In the uplands, A. scrobiculata, A. bireticulata, Claroideoglomus claroideum, C. etunicatum and Entrophospora nevadensis were recorded in both years. Frequency of occurrence was maximum for C. claroideum (Table 7) and E. nevadensis. Genus Claroideoglomus showed maximum relative abundance for both years (Fig. 3). Predominance of Glomus in aerobic soil condition of uplands was observed by Maiti et al, [23] and Toppo et al, [48]. The dominance of Glomus in the uplands might be related to their competitive interaction and adaptability to aerobic conditions allowing them to establish better than others [41, 45].

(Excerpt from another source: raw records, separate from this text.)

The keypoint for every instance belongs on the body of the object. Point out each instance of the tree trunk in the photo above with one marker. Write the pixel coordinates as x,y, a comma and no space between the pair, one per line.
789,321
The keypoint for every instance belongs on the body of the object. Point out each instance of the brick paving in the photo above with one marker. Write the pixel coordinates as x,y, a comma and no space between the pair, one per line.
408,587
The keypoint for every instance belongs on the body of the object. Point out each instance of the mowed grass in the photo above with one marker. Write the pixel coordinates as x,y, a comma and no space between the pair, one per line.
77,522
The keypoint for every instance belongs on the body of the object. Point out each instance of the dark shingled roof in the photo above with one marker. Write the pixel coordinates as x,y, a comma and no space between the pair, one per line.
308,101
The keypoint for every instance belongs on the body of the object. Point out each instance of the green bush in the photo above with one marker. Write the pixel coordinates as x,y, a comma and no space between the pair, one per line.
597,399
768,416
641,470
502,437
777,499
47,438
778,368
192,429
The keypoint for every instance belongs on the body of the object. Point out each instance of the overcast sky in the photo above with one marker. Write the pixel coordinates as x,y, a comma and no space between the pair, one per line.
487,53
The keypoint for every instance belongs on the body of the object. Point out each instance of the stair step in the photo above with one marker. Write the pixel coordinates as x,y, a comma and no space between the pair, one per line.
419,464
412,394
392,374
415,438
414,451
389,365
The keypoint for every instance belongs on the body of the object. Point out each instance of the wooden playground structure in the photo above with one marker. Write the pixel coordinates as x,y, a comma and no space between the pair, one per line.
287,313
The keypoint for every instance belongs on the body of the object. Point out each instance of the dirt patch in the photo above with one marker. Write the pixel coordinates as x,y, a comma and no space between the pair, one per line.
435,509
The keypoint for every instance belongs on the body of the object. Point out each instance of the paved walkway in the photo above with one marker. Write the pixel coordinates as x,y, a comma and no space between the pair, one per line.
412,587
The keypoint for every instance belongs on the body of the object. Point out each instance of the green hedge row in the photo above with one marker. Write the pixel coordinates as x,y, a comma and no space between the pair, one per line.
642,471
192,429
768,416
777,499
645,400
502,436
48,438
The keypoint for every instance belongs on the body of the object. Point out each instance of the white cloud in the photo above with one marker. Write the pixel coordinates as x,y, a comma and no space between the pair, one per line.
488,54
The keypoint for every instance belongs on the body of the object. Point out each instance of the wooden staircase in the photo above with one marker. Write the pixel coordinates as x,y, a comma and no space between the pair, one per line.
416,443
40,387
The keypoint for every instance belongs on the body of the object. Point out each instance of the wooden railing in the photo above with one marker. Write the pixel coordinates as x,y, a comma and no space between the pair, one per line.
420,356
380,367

Table 7 Distribution of AM fungi at uplands

The potential correlation of AM fungal abundance and physicochemical properties of the soil in the different ecosystems was performed by Canonical correspondence analysis (CCA). In the CCA plot, the length of the arrows illustrated the relative importance affecting the community, while the angle between the variables indicates the degree to which factors are correlated. The resulting ordination is presented in Fig. 4, and the Eigen values of the first and second axes were 0.583 and 0.471, respectively. The cumulative percentage variance of genera data showed 34.83% and 62.95% of variability on the first and second axes, respectively. Genus Claroideoglomus shows a high relative abundance % in the uplands which is closely related to the high content of OC, N, Mn and Fe content in the soil. Midlands show a high relative abundance % of the genus Gigaspora, and it is strongly related to the high content of Zn and low content of P. In the lowlands, the genus Acaulospora shows a high relative abundance percentage which shows tolerance to EC fluctuations, Cu and K content.

Fig. 4
figure 4

CCA of soil physicochemical properties and relative spore abundance % of different AM genera in different ecosystems. Diagram of CCA of soil properties pH, EC, OC, N, P, K, S, Fe, Mn, Cu, Zn and Genus-wise relative abundance distribution of AM genera at the different ecosystems: LV Lowland vegetative stage, LF lowland flowering stage, LH lowland harvesting, MV midland vegetative stage, MF midland flowering stage, MH midland harvesting, UV upland vegetative stage, UF upland flowering stage, UH upland harvesting

Diversity was calculated by using Shannon's diversity index (H) and Simpson’s index of diversity (D) at the species level for the three ecosystems (Fig. 5). Maximum AM diversity was recorded in lowlands in 2015, midland in 2016 and minimum in uplands for both the years. Some AM fungi have high tolerance to soil hypoxia or even anoxia [51]. High diversity may be important for buffering an ecosystem against disturbances [49]. Occurrence of maximum number of species results in higher index of diversity. Maximum diversity observed in the lowlands indicated shared dominance of many AM fungal genera. The lowest diversity observed in uplands indicates dominance of a few genera.

Fig. 5
figure 5

AM fungal species density in O. sativa. Data presented is the mean of nine readings at each ecosystem

Conclusions

All the rice fields in the different ecosystems are conventionally managed with each ecosystem having its own cultivation practice. The difference in ecosystem, ecology and cultural practices can cause changes in the suitability for growth of AM fungi. Hence, AM fungi tolerant to conditions in a particular ecosystem proliferate. In the present study, dominance of different genera in different ecosystems, viz, genus Acaulospora dominant in lowlands, Gigaspora in midlands and Claroideoglomus in uplands was observed. As AM fungal colonization from the native soil is better in efficacy [31], cost effectiveness and adaptation with lesser negative ecological consequences in terms of invasive species [37], they can be employed as inocula for different ecosystems. Our study suggests the suitability of Acaulospora inocula in lowland (khazans), Gigaspora in midland (ker) and Claroideoglomus in Upland (morod) fields.